Having been in recruitment for 15 years I have met thousands of potential job seekers. On the whole it is me asking the questions so that I am able to ascertain the information that I need to match candidates and clients alike. Recently I was asked a very simple but pertinent question by one job seeker. The question; “what makes a good candidate?”
It's a great question and I guess to some degree from a recruiter’s perspective it depends on what their clients are looking for. If it is purely technical skills then that might be all that matters however in my role as a legal recruiter specialising in assisting some of the biggest UK companies recruit in-house lawyers they and ultimately I, are interested in a whole host of elements.
Having given the question some though here are my thoughts on what makes a good candidate.
In this blog I am not focusing on career success, more what is it about a person when I meet them that makes me excited to be representing them.
Some of the most impressive candidates that I have met didn’t initially look anymore impressive on paper than other CVs but what set them apart was a mixture of personality and their impact. If I have learnt one thing over my 15 years in business it is that people buy (in) to people and ultimately it is personality that most of my clients have focused on over the years when making their recruitment decisions.
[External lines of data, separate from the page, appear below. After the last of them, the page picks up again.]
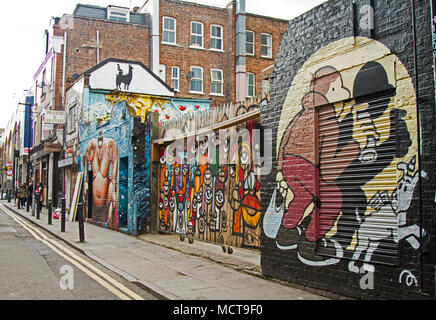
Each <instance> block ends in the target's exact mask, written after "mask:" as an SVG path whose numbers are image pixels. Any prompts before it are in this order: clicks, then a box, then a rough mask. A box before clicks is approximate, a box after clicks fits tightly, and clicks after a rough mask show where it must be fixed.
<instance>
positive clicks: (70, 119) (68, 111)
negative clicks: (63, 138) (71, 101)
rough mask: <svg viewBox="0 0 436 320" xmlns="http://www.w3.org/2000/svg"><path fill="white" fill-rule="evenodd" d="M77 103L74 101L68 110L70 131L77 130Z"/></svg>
mask: <svg viewBox="0 0 436 320" xmlns="http://www.w3.org/2000/svg"><path fill="white" fill-rule="evenodd" d="M76 105H77V103H74V104H73V105H72V106H71V107H70V108H69V110H68V133H71V132H74V131H75V130H76V119H77V118H76V115H77V114H76Z"/></svg>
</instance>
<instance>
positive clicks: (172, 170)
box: [159, 106, 261, 253]
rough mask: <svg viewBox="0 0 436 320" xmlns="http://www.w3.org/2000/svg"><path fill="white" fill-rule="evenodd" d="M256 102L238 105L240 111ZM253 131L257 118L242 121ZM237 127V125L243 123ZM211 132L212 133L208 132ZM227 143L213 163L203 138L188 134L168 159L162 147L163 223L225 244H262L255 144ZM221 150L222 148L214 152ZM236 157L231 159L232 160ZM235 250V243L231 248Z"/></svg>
mask: <svg viewBox="0 0 436 320" xmlns="http://www.w3.org/2000/svg"><path fill="white" fill-rule="evenodd" d="M255 107H256V108H257V107H258V106H250V107H248V108H247V107H246V106H240V107H239V109H238V110H236V115H240V114H242V113H245V112H247V111H250V110H251V108H255ZM240 126H241V128H242V127H243V128H244V129H247V130H248V131H246V132H249V135H250V137H249V139H248V141H252V139H253V136H252V132H253V131H252V130H253V129H254V128H256V127H257V124H256V123H255V122H254V121H249V122H247V123H245V124H242V125H240ZM241 128H239V127H238V129H241ZM208 138H209V137H208ZM211 139H216V140H214V142H213V143H214V145H215V146H216V148H217V149H218V148H219V145H220V144H221V143H223V144H224V147H223V150H224V157H225V158H226V159H227V161H225V163H226V164H223V162H220V161H218V160H217V161H215V162H214V164H210V163H209V162H208V161H207V159H208V155H209V154H208V152H209V149H208V145H207V143H206V142H204V141H205V140H202V139H200V140H198V139H197V141H195V139H192V140H191V139H188V140H187V143H186V146H185V145H183V147H181V148H179V149H176V151H175V152H174V154H173V155H172V158H170V161H167V157H166V155H165V152H166V149H165V148H164V147H162V148H161V154H160V155H161V162H160V186H159V187H160V193H159V228H160V230H161V231H167V232H174V233H177V234H180V235H182V236H186V237H188V238H189V239H190V240H192V239H199V240H204V241H208V242H213V243H217V244H221V245H222V246H223V249H224V250H225V247H244V248H254V249H258V248H260V235H261V208H260V182H259V175H258V174H257V172H256V166H255V165H253V164H252V161H251V159H252V152H254V151H253V150H252V145H251V144H249V143H245V142H239V143H238V144H234V145H230V141H229V140H224V139H223V141H219V138H218V137H214V138H211ZM216 155H218V152H217V153H216ZM230 163H232V164H230ZM227 250H229V252H230V253H231V251H230V250H231V248H229V249H227Z"/></svg>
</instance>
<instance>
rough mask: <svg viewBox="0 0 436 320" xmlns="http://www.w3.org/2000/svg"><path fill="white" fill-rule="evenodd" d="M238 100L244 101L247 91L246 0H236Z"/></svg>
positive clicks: (236, 77) (236, 86) (236, 91)
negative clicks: (246, 73) (246, 54)
mask: <svg viewBox="0 0 436 320" xmlns="http://www.w3.org/2000/svg"><path fill="white" fill-rule="evenodd" d="M235 4H236V102H243V101H245V98H246V96H247V92H246V71H247V69H246V48H245V43H246V33H245V28H246V15H245V0H236V1H235Z"/></svg>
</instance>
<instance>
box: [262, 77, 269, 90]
mask: <svg viewBox="0 0 436 320" xmlns="http://www.w3.org/2000/svg"><path fill="white" fill-rule="evenodd" d="M265 92H269V79H263V80H262V93H265Z"/></svg>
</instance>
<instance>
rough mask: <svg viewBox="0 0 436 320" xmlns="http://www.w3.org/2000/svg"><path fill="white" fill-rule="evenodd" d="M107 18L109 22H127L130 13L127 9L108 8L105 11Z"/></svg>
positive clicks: (128, 18) (124, 8)
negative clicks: (107, 8) (119, 21)
mask: <svg viewBox="0 0 436 320" xmlns="http://www.w3.org/2000/svg"><path fill="white" fill-rule="evenodd" d="M107 16H108V19H109V20H113V21H122V22H129V17H130V13H129V9H127V8H118V7H111V6H109V7H108V9H107Z"/></svg>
Below are key headers to focus on so that you stand out from the crowd in a positive way and increase your chances of having an impact on people, particularly in an interview or professional situation.
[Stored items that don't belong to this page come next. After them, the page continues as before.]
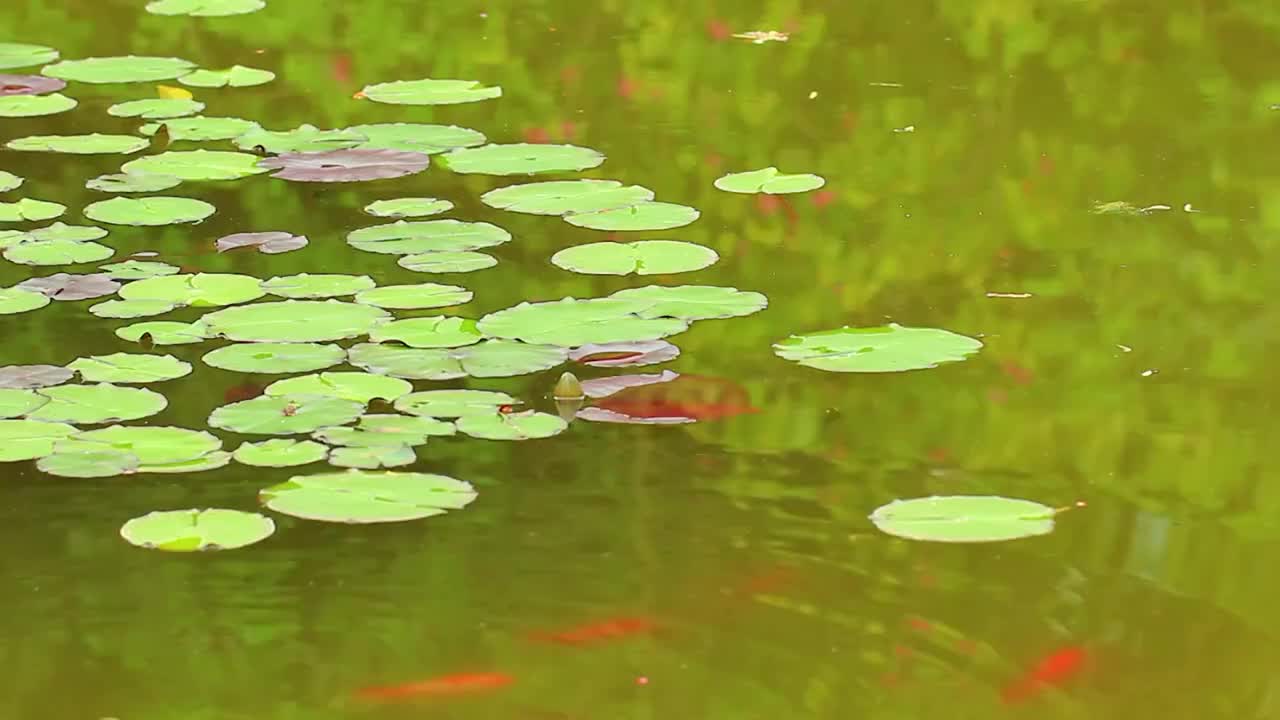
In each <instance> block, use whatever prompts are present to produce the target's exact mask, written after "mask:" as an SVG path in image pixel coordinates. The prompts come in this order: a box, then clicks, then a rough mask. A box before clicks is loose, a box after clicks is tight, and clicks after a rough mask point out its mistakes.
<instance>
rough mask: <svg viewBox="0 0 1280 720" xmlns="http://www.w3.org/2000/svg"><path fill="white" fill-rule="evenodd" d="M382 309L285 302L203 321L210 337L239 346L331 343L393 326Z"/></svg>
mask: <svg viewBox="0 0 1280 720" xmlns="http://www.w3.org/2000/svg"><path fill="white" fill-rule="evenodd" d="M390 319H392V316H390V314H389V313H387V311H385V310H381V309H379V307H372V306H369V305H356V304H353V302H340V301H338V300H325V301H315V300H285V301H282V302H260V304H257V305H247V306H243V307H228V309H225V310H218V311H216V313H210V314H207V315H205V316H204V318H202V320H201V322H202V323H204V324H205V327H206V328H207V332H209V334H210V336H220V337H225V338H228V340H234V341H238V342H329V341H335V340H344V338H348V337H356V336H361V334H365V333H367V332H369V331H371V329H372V328H374V327H376V325H380V324H381V323H385V322H389V320H390Z"/></svg>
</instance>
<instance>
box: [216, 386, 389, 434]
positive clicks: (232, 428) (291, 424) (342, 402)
mask: <svg viewBox="0 0 1280 720" xmlns="http://www.w3.org/2000/svg"><path fill="white" fill-rule="evenodd" d="M364 411H365V405H364V404H362V402H356V401H352V400H342V398H339V397H328V396H321V395H291V396H269V395H262V396H259V397H255V398H252V400H244V401H241V402H233V404H230V405H223V406H221V407H218V409H215V410H214V411H212V414H211V415H209V424H210V425H212V427H215V428H219V429H223V430H230V432H234V433H244V434H265V436H292V434H298V433H310V432H315V430H319V429H320V428H328V427H330V425H346V424H347V423H351V421H353V420H355V419H356V418H360V415H362V414H364Z"/></svg>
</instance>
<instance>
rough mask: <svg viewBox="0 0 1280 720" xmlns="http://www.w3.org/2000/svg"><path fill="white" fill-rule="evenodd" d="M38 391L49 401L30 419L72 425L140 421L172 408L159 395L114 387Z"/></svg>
mask: <svg viewBox="0 0 1280 720" xmlns="http://www.w3.org/2000/svg"><path fill="white" fill-rule="evenodd" d="M36 392H38V393H40V395H41V396H44V397H45V398H47V400H49V402H46V404H45V405H42V406H41V407H40V409H38V410H36V411H33V413H31V414H28V415H27V418H28V419H32V420H46V421H51V423H70V424H73V425H90V424H101V423H120V421H124V420H138V419H141V418H148V416H151V415H155V414H156V413H159V411H161V410H164V409H165V407H166V406H168V405H169V401H168V400H165V397H164V396H163V395H160V393H157V392H151V391H150V389H143V388H132V387H116V386H113V384H83V386H58V387H47V388H44V389H40V391H36Z"/></svg>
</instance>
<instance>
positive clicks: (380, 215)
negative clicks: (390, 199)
mask: <svg viewBox="0 0 1280 720" xmlns="http://www.w3.org/2000/svg"><path fill="white" fill-rule="evenodd" d="M452 209H453V204H452V202H449V201H448V200H436V199H435V197H397V199H394V200H378V201H376V202H370V204H369V205H365V211H366V213H369V214H370V215H375V217H378V218H422V217H426V215H438V214H440V213H448V211H449V210H452Z"/></svg>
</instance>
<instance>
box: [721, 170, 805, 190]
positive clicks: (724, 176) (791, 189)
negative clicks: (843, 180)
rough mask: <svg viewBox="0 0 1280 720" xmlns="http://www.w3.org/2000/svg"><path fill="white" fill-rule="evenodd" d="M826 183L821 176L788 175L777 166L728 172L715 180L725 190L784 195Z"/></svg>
mask: <svg viewBox="0 0 1280 720" xmlns="http://www.w3.org/2000/svg"><path fill="white" fill-rule="evenodd" d="M824 184H827V181H824V179H823V178H822V176H813V174H800V176H788V174H785V173H780V172H778V169H777V168H764V169H760V170H749V172H745V173H730V174H727V176H724V177H722V178H719V179H717V181H716V187H717V188H719V190H723V191H726V192H742V193H749V195H750V193H758V192H764V193H768V195H785V193H790V192H808V191H810V190H818V188H819V187H822V186H824Z"/></svg>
1. It’s not what you say, it’s how you say it. Even a good joke told badly or in a monotone fashion is boring. Communicate what you have done and what you might be looking for with passion!
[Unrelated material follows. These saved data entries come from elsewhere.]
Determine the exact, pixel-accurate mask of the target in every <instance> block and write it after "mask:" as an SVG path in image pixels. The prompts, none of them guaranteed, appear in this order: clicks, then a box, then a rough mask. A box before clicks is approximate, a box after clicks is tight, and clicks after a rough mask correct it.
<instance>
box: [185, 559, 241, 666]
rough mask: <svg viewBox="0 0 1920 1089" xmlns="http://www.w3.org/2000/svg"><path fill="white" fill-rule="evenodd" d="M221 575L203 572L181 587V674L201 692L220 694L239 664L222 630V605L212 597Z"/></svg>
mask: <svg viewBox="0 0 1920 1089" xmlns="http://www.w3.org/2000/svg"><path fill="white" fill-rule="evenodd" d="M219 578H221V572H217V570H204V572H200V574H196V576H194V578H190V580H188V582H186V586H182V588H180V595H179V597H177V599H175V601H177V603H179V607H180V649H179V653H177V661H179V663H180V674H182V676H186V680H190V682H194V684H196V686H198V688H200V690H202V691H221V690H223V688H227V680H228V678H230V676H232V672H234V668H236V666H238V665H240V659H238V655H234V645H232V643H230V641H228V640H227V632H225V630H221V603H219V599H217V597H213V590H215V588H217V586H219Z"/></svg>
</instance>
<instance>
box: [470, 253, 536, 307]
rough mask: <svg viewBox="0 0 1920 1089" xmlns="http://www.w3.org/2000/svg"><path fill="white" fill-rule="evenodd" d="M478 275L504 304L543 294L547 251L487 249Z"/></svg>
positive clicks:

2. Understand ‘YOUR’ achievements. Be clear on what ‘you’ did as opposed to ‘we’. Know what you want to tell the interviewer about your experience. There is nothing worse than trying to get blood out of a stone or alternatively have to listen to too much information.
3. Make sure you listen to the question and don’t interrupt too often. If you do interrupt this communicates that you see yourself as more important than who you are speaking to, or impatient. Either way not great attributes.
4. Dress appropriately. In the odd occasion where a suit might not be required make sure you err on caution.
5. Manage your emotions. Most interviewers recognise that most people get nervous at interview. Sometimes the more you want a job the more nervous you can be. Experience of interviews is often the key to overcoming nerves so get some experience if you can. If you have not interviewed for some years go for a job interview even if you are not fully convinced it is the job for you. Getting the experience will be invaluable.
6. Start and end with a strong hand-shake (not a bone crusher!) and keep eye contact (without staring!) This is all about having presence and confidence.
Ultimately, people will remember how you made them feel long after they’ve forgotten what you said.